The Senate sweep still seems like a long shot, but Talent and Allen are in real danger if they have not clearly closed the deal by this point.  Allen’s flailing, “Jim Webb writes dirty books” attack is the last gasp of the most pathetic campaign in a statewide race that I have ever seen, and if Virginians have any self-respect they will kick this preposterous Californian transplant to the curb.  (As a New Mexican, I have a particular dislike for the Californian transplant and all his works, as he very often tries to recreate the nightmarishly expensive and unpleasant place he just fled to the detriment of the people upon whose state he and his have descended like locusts.)  The monumental fraud who once fought against the integration of VMI (which he was right to do) now screams, “Remember Tailhook!” if it will help him smear his opponent, who for his part seems to be a generally decent man with fairly impeccable credentials as a veteran and former Reagan administration official.  Contempt is too good for such a dreadful jackanapes (if I were Allen, this would be where I pretend that I don’t know what jackanapes means and suggest that it has something to do with his haircut), but defeat would be satisfactory enough.  

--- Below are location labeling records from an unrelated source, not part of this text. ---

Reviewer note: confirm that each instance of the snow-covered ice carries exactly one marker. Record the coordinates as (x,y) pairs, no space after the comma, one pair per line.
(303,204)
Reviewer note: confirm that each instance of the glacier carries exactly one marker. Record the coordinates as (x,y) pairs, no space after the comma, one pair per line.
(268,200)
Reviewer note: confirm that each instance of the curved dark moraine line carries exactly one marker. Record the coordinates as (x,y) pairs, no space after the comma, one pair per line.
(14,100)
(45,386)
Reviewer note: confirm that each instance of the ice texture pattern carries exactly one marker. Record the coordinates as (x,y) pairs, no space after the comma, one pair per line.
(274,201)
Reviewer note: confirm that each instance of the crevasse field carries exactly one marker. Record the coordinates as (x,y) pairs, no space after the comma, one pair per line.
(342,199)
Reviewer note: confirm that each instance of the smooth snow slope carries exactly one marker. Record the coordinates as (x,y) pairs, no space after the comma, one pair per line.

Talent had nothing directly to do with it, so far as I know, but he pretty clearly comes out as the loser of the flare-up over the Fox ads because McCaskill has received enormous free advertising and may well win swing voters moved by Fox’s appeal.  That his appeal was manipulative and obnoxious in a certain sense will not change the fact that it is probably politically effective.  The anti-cloning ad that came out soon thereafter was effective, but it is likely that the Caviezel-Warner combo in particular was aimed primarily at evangelical voters in a desperate GOTV move to mobilise core opponents of the constitutional amendment (when he is not playing an overrated quarterback, Kurt Warner is a very serious evangelical).  Missouri is a classic bellwether state and will follow the national trend towards the Democrats.